Akibat dari peperangan ini banyak anak-anak yang menjadi korban dan juga menjadi yatim-piatu karena kedua orang tuanya telah syahid di bunuh oleh zionis Israel. pemboman dan pembantaian yang setiap hari terjadi membuat trauma yang mendalam bagi anak-anak Gaza Palestina.

Sehingga tidak sedikit dari anak-anak yang perlu penanganan mental. Selain itu juga Israel membatasi jumlah batuan yang masuk karena memang inilah kelicikan Israel yang tidak akan membiarkan Palestina untuk hidup tenang.

Negara-negara pendonor anggaran UNRWA untuk Palestina malah akan dipangkas semakin memperjelas bahwa barat memang tidak berpihak pada kemanusiaan buktinya sudah jelas pembantaian dan penindasan masih berlangsung saat ini di Gaza Palestina.

Tetapi karena rasa enterpati negara-negara barat terhadap Israel begitu besar, tanpa melihat kemanusiaan dengan mudahnya memangkas dana bantuan untuk korban perang seperti tidak memiliki hati nurani yang menari-nari diatas air mata dan darah Palestina.

UNRWA berdiri sudah sejak lama UNRWA adalah lembaga yang memberikan bantuan untuk Palestina dan korban-korban perang, bantuan itu berupa kebutuhan makan sehari-hari, pakai yang dibutuhkan, kesehatan dan juga pendidikan.  

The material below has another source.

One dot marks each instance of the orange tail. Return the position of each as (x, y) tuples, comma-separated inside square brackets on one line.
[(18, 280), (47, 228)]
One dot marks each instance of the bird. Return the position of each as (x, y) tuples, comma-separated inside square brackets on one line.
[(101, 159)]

Dipotongnya anggaran bantuan untuk Palestina karena Israel mengatakan ada 7 orang anggota UNRWA yang berpartisipasi untuk membantu Palestina dalam peperangan 7 oktober 2023 sehingga banyak dari negara-negara barat yang berkerja sama dengan Israel mengundurkan diri dan memangkas anggaran dananya dari UNRWA, tentu saja ini akan makin memperpanjang penderitaan rakyat Palestina.

Sepertinya tidak ada hukum yang mampu menghentikan kekajaman dan kebiadaban zionis Israel, buktinya mereka memangkas dana kemanusiaan karena alasan kerjasama dan persahabatan dengan Israel. Tanpa melihat tidakan apa yang telah zionis lakukan pada saudara kita di Palestina, entah berapa jiwa lagi yang akan hilang akibat kekejaman Israel dan sampai detik ini pembantai itu masih terus berlangsung.

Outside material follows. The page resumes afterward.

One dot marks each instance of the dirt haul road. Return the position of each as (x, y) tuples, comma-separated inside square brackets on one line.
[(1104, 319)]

Bahkan tidak ada satupun hukum yang mampu menghentikan kejahatan Israel. Hukum PPB dan hukum Internasionalpun tidak mampu menghentikan kejahatan yang dilakukan oleh zionis. Mereka semua seakan menutup mata dan telinga atas kejahatan yang dilakukan Israel terhadap Palestina.

Adanya sekat Nasionalisme yang membuat negara-negara Islam berpikir kalau masalah Palestina itu bukan menjadi urusan negara kami, seperti itulah sistem demokrasi yang telah mengubah cara berpikir umat Islam hari ini. Sistem demokrasi yang memisahkan agama dari kehidupan dan juga membuat sekat-sekat di dalam negeri-negeri Islam sehingga mereka masa bodo dan tak ambil pusing dengan apa yang terjadi di Palestina.

Padahal umat Islam itu bagaikan satu tubuh apabila ada satu bagian tubuh yang sakit maka tubuh yang lainpun akan merasakannya dan begitu juga dengan penderita saudara Palestina hari ini harusnya kita juga merasakan penderitaan dan kesedihan mereka.

Sistem demokrasi kapitalis yang kufur telah melahirkan pemimpin yang kejam dan jahat tidak punya hati nurani semua dilakukan demi kepentingannya tidak perduli siapa lawannya perempuan atau anak kecil bahkan bisa-bisa hewan pun jadi sasarannya asalkan kepentingan dan tujuannya tercapai.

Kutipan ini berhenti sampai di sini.